Everything Sings: Maps for a Narrative Atlas
Denis Wood has created an atlas unlike any other. Surveying Boylan Heights, his small neighborhood in North Carolina, he subverts the traditional notions of mapmaking to discover new ways of seeing both this place in particular and the nature of place itself. Each map attunes the eye to the invisible, the overlooked, and the seemingly insignificant. From radio waves permeating the air to the location of Halloween pumpkins on porches, Wood searches for the revelatory details in what has never been mapped or may not even be mappable. In his pursuit of a poetics of cartography, the experience of place is primary, useless knowledge is exalted, and representation strives toward resonance. Our perception of maps and how to read them changes as we regard their beauty, marvel at their poetry, and begin to see the neighborhoods we live in anew. Everything Sings weaves a multi-layered story about one neighborhood as well as about the endeavor of truly knowing the places which we call home.

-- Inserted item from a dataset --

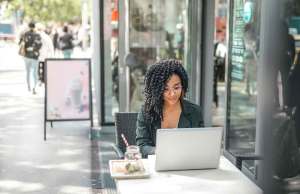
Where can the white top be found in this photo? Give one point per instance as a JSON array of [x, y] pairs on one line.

Featuring an introduction by Ira Glass, the book is unlike anything I’ve ever seen, a series of maps of Wood’s North Carolina neighborhood, in which the community is represented by a variety of factors: streetlights, mail carrier routes, jack-o’-lanterns, fallen autumn leaves. The result is a volume that is beautiful and informative that encourages us to see the world in different ways. —David Ulin, Los Angeles Times
DENIS WOOD is a geographer, an independent scholar, and the author of several books on maps, their power and subjectivity, including the popular and highly influential The Power of Maps which originated as an exhibition Wood curated for the Cooper Hewitt National Museum of Design. The Power of Maps is now past its 10th printing, and the exhibition was remounted at the Smithsonian Museum. His most recent publications include The Natures of Maps (University of Chicago, 2009) co-authored with John Fels and Rethinking the Power of Maps (Guildford, 2010) with Fels and John Krygier. Selected maps from Everything Sings have been exhibited internationally such as at the Tang Teaching Museum at Skidmore College, as well as included in a variety of publications, including You Are Here: Personal Geographies and Other Maps of the Imagination by Katherine Harmon.